L’illusion de battre le marché
Chaque année, des milliers de gérants et d’investisseurs particuliers tentent de faire mieux que le CAC 40, le S&P 500 ou le MSCI World. Et chaque année, les statistiques rappellent l’ampleur de la tâche. Le rapport SPIVA (S&P Indices Versus Active), qui mesure la performance des fonds actifs, est sans appel: sur dix ans, plus de 80% des gérants actions en Europe font moins bien que leur indice de référence. Autrement dit, la majorité des stock-pickers échouent à justifier leurs choix.
Diversifier sans effort
L’indexation a ceci de redoutable qu’elle offre instantanément une diversification massive. Acheter un ETF répliquant le MSCI World, c’est s’exposer à plus de 1500 entreprises de 23 pays développés, des géants technologiques américains aux industriels européens en passant par les leaders asiatiques. Le stock-picking, lui, concentre le risque: deux ou trois mauvaises décisions peuvent suffire à ruiner des années de gains.
L’argument le plus fort reste le plus simple: malgré les crises, guerres et récessions, les marchés boursiers mondiaux affichent une tendance haussière séculaire.
Le poids des frais, l’ennemi silencieux
Une autre différence tient au coût. Les ETF indiciels prélèvent souvent moins de 0,3% de frais annuels, quand un fonds actif dépasse les 1%, voire plus quand on regarde le TER (Total Expense Ratio). Cet écart pèse lourd sur la durée: sur 30 ans, il peut représenter un écart significatif en termes de capital accumulé. Là encore, l’indexation part avec une longueur d’avance.
Discipline contre émotions
Les marchés financiers sont un terrain fertile pour les biais psychologiques: peur de manquer une opportunité, vente précipitée lors d’une correction, excès de confiance dans ses choix. L’indexation contourne ces pièges en imposant une approche systématique. L’investisseur suit l’évolution du marché global sans chercher à «timer» ses entrées et sorties. Une rigueur qui, à long terme, fait toute la différence.

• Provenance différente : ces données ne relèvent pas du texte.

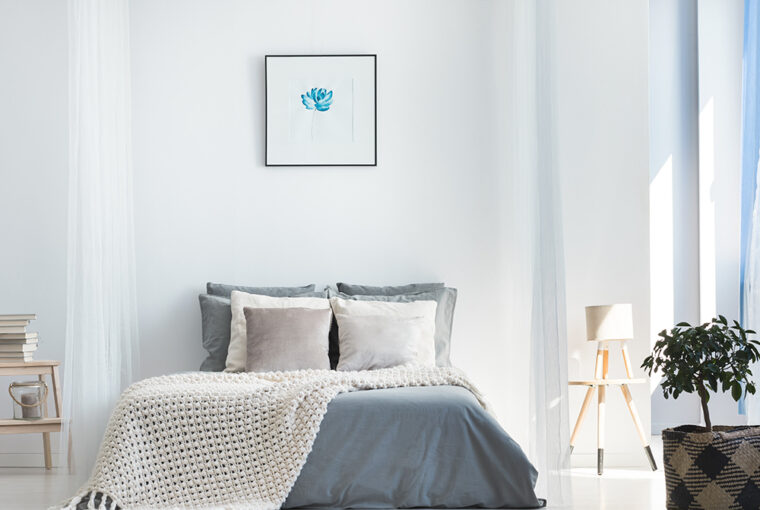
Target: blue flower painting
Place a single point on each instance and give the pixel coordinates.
(317, 99)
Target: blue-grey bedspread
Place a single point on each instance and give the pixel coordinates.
(413, 447)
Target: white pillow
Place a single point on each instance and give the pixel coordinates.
(422, 309)
(237, 353)
(369, 342)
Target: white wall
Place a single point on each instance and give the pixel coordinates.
(33, 185)
(603, 161)
(673, 188)
(720, 39)
(208, 209)
(695, 169)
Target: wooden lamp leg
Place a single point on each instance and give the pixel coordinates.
(601, 409)
(601, 405)
(637, 423)
(581, 416)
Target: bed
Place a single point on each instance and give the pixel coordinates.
(294, 425)
(413, 447)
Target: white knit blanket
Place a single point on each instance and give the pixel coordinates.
(224, 441)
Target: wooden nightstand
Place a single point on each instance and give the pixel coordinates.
(44, 425)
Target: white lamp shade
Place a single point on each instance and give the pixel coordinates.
(609, 322)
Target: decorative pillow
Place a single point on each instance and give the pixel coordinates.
(236, 355)
(224, 290)
(371, 290)
(215, 320)
(369, 342)
(286, 339)
(417, 309)
(444, 318)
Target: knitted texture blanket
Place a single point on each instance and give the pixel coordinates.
(224, 441)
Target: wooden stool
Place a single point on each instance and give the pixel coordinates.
(601, 381)
(42, 425)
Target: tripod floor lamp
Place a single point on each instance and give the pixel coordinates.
(604, 325)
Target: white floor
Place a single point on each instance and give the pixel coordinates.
(617, 489)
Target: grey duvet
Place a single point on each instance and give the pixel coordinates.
(413, 447)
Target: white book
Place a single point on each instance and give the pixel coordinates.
(11, 349)
(13, 326)
(17, 336)
(18, 317)
(18, 341)
(15, 354)
(16, 359)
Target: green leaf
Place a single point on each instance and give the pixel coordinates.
(736, 391)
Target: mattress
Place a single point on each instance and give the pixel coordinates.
(413, 447)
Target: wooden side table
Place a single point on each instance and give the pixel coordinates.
(601, 382)
(44, 425)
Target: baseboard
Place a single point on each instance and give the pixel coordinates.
(27, 459)
(611, 459)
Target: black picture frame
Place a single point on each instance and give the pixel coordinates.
(373, 56)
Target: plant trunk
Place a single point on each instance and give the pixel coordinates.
(705, 411)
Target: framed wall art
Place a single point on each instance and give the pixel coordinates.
(321, 110)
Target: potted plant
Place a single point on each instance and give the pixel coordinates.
(710, 467)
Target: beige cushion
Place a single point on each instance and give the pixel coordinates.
(369, 342)
(425, 310)
(287, 339)
(236, 355)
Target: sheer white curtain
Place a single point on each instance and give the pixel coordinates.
(751, 291)
(101, 325)
(534, 253)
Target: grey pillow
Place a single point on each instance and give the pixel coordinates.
(370, 290)
(216, 317)
(369, 342)
(444, 318)
(225, 290)
(287, 339)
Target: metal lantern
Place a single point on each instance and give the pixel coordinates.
(29, 397)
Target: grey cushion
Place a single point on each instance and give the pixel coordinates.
(444, 318)
(287, 339)
(225, 290)
(215, 318)
(370, 342)
(370, 290)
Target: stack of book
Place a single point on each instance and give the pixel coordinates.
(16, 344)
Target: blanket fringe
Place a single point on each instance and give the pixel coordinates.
(90, 500)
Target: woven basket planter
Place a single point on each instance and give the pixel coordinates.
(712, 470)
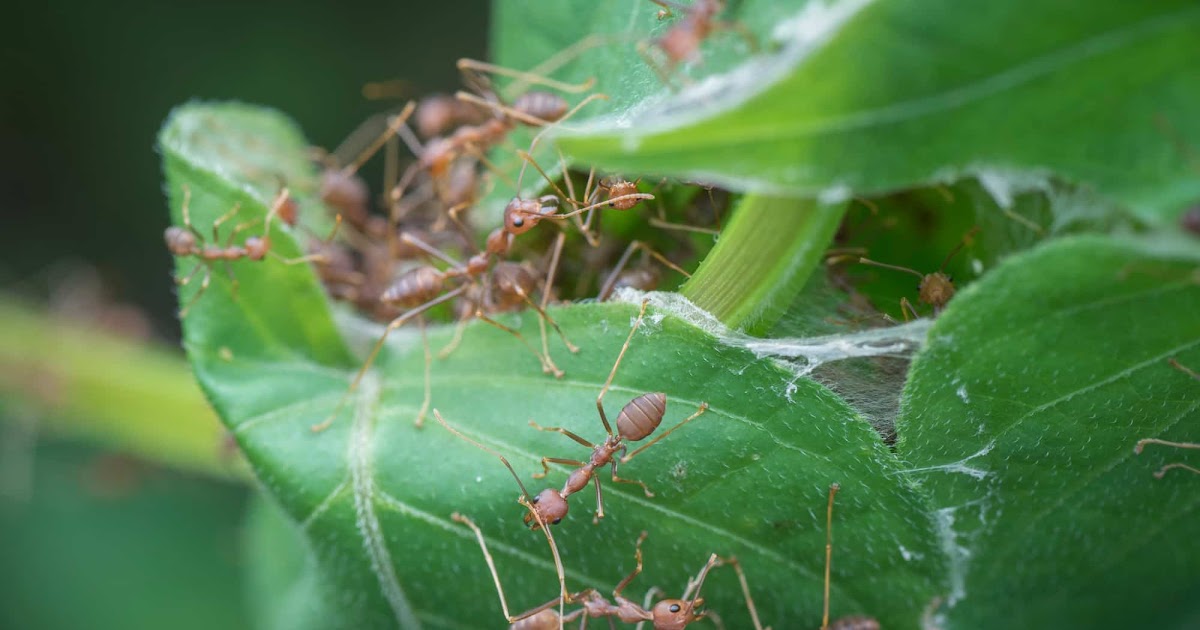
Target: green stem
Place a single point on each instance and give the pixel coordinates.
(130, 396)
(763, 258)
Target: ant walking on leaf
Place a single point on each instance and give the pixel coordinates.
(635, 423)
(187, 241)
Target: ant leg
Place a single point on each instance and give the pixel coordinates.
(1141, 444)
(563, 431)
(496, 579)
(622, 480)
(185, 280)
(545, 299)
(222, 219)
(637, 569)
(394, 126)
(457, 337)
(612, 201)
(545, 467)
(204, 286)
(1161, 472)
(701, 409)
(187, 217)
(547, 365)
(825, 615)
(745, 589)
(375, 352)
(472, 72)
(606, 288)
(429, 360)
(682, 227)
(558, 60)
(616, 364)
(543, 318)
(1183, 369)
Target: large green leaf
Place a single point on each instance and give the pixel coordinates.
(373, 493)
(856, 96)
(1020, 420)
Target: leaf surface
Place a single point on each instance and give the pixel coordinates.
(1020, 419)
(858, 97)
(372, 495)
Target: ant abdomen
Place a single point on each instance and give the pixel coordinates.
(551, 508)
(544, 106)
(642, 415)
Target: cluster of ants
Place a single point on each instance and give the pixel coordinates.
(396, 265)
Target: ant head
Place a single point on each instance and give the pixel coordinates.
(676, 613)
(551, 508)
(521, 215)
(257, 247)
(179, 240)
(936, 289)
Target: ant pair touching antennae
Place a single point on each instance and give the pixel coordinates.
(187, 241)
(665, 615)
(1141, 443)
(635, 423)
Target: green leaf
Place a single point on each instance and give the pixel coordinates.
(103, 541)
(762, 261)
(864, 97)
(1020, 420)
(373, 493)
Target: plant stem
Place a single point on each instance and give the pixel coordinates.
(131, 396)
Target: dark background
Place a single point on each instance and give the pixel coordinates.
(99, 540)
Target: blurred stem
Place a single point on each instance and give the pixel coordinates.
(126, 395)
(763, 258)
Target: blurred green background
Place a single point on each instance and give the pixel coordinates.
(93, 539)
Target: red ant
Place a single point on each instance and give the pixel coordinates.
(425, 287)
(666, 615)
(1141, 443)
(635, 423)
(187, 241)
(682, 42)
(935, 289)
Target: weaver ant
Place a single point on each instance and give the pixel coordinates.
(682, 41)
(187, 241)
(936, 288)
(666, 615)
(1141, 443)
(635, 423)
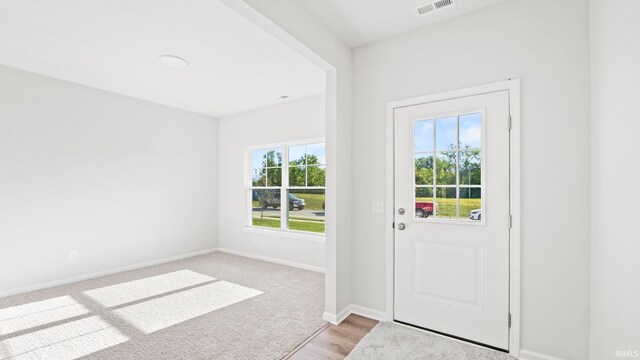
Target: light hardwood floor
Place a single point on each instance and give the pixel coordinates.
(334, 342)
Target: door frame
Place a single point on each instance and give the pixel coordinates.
(513, 86)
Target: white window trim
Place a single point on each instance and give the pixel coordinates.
(284, 205)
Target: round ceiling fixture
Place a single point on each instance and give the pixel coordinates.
(173, 61)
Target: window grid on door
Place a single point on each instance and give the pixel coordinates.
(448, 166)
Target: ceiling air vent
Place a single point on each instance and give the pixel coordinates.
(433, 6)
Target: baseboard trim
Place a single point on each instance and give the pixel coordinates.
(368, 313)
(102, 273)
(532, 355)
(354, 309)
(273, 260)
(337, 319)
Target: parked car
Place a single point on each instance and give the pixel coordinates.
(424, 209)
(274, 201)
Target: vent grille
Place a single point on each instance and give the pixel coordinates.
(433, 6)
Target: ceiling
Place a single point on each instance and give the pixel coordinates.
(359, 22)
(114, 45)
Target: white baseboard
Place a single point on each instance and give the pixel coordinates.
(532, 355)
(369, 313)
(354, 309)
(337, 319)
(273, 260)
(102, 273)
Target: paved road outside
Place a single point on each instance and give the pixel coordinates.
(307, 214)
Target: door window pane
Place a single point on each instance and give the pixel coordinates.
(446, 168)
(447, 202)
(471, 131)
(471, 203)
(470, 167)
(297, 155)
(424, 204)
(448, 174)
(424, 169)
(274, 176)
(258, 177)
(423, 136)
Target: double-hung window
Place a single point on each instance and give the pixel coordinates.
(287, 186)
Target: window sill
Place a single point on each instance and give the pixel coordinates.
(285, 233)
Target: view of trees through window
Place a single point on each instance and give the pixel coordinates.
(448, 167)
(300, 180)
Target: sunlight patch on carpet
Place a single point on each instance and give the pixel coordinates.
(127, 292)
(39, 313)
(160, 313)
(67, 341)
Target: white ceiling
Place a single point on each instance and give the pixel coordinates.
(114, 45)
(359, 22)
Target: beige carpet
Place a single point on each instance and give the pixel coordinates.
(389, 341)
(215, 306)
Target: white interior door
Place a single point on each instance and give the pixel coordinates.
(452, 217)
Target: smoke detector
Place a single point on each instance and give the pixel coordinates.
(435, 5)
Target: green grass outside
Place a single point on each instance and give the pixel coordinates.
(447, 207)
(312, 201)
(266, 222)
(312, 226)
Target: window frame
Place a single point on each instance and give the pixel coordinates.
(434, 186)
(284, 190)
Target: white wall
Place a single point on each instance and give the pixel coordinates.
(615, 176)
(296, 120)
(544, 43)
(292, 23)
(120, 180)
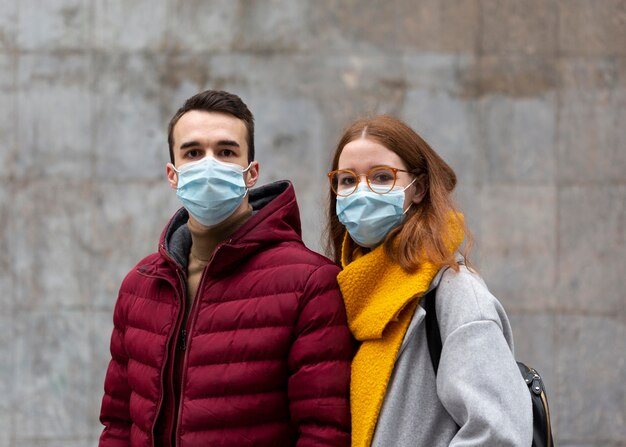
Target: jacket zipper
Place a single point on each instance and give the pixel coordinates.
(191, 320)
(173, 334)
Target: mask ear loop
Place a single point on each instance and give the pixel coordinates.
(177, 171)
(404, 189)
(244, 180)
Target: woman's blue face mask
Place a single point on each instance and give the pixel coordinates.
(369, 216)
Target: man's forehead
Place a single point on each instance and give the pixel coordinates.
(198, 124)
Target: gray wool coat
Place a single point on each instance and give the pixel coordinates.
(478, 397)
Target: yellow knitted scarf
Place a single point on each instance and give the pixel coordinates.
(380, 299)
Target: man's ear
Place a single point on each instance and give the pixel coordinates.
(172, 176)
(252, 175)
(420, 189)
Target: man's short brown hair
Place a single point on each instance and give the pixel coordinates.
(215, 101)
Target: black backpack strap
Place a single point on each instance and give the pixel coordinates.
(433, 336)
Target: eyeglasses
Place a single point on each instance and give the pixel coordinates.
(380, 180)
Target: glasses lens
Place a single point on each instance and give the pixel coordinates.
(343, 182)
(381, 180)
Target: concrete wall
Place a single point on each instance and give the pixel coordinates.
(525, 99)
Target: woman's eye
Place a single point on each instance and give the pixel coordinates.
(349, 180)
(382, 178)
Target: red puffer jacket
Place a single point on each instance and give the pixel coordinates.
(266, 359)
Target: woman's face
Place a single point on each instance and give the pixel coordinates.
(364, 154)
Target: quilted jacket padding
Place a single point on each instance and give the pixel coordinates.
(267, 355)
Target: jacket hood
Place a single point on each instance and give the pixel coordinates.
(275, 219)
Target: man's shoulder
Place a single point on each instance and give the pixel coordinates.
(146, 267)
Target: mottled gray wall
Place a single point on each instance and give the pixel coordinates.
(526, 100)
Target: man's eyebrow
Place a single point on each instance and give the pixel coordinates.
(228, 143)
(189, 144)
(221, 143)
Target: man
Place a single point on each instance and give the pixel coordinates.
(233, 333)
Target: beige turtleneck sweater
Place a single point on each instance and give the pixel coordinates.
(204, 240)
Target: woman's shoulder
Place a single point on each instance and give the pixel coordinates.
(463, 297)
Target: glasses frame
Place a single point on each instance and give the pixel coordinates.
(367, 179)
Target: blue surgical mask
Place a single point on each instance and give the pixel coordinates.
(369, 216)
(211, 190)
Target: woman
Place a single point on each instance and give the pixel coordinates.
(395, 231)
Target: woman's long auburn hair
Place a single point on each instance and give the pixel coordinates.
(422, 235)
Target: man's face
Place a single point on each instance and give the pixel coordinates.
(199, 134)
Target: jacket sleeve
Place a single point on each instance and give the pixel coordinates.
(115, 414)
(478, 381)
(319, 364)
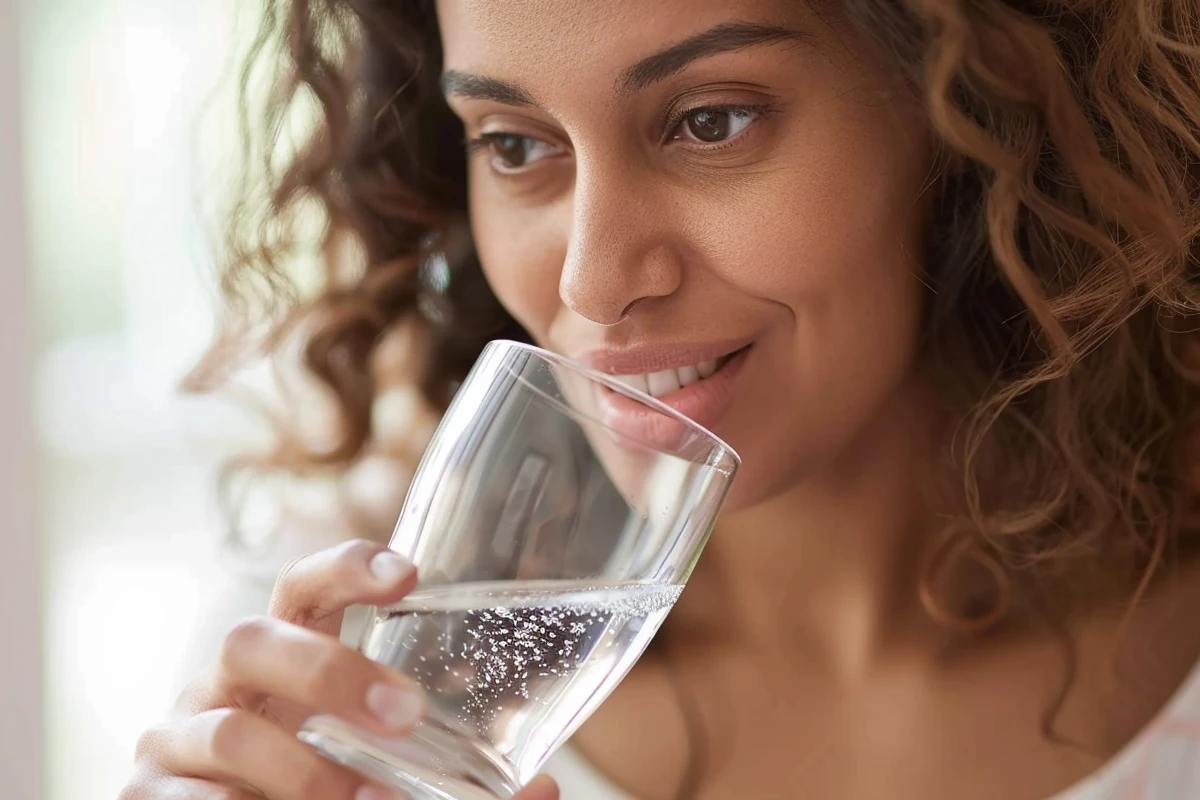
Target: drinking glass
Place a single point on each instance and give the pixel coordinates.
(553, 521)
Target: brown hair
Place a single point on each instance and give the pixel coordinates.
(1062, 264)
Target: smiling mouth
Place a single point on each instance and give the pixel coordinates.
(666, 382)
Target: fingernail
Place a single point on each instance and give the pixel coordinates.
(395, 707)
(389, 567)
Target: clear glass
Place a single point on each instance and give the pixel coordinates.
(555, 519)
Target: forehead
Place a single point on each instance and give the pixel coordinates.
(550, 41)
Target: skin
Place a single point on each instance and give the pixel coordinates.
(801, 641)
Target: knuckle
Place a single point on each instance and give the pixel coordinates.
(329, 669)
(322, 779)
(289, 576)
(150, 744)
(357, 551)
(246, 635)
(227, 735)
(136, 789)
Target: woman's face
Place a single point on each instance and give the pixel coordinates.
(717, 198)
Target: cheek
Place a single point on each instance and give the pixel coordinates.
(522, 252)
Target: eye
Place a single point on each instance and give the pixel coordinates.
(714, 125)
(511, 152)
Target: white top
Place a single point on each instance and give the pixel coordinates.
(1162, 763)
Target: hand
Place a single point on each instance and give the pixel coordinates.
(233, 732)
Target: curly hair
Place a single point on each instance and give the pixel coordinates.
(1062, 268)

Miser sur la croissance du monde
Enfin, l’argument le plus fort reste le plus simple: malgré les crises, guerres et récessions, les marchés boursiers mondiaux affichent une tendance haussière séculaire. S’exposer à cette croissance globale via l’indexation revient à parier sur l’innovation, la productivité et la prospérité des entreprises dans leur ensemble, plutôt que sur le flair de quelques parieurs isolés.
La vraie rationalité
Choisir l’indexation, ce n’est pas manquer d’ambition. C’est au contraire reconnaître que la discipline, la diversification et les coûts réduits forment un triptyque imbattable pour construire un patrimoine robuste. Par une sélection rigoureuse des ETF et un travail concentré sur la sélection des indices et de l’allocation la plus adéquate, Selvi & Cie met toute la puissance de l’indexation au service de sa gestion et de ses clients.
L’investisseur averti le sait: mieux vaut capturer le rendement du marché que de s’épuiser à tenter de le battre.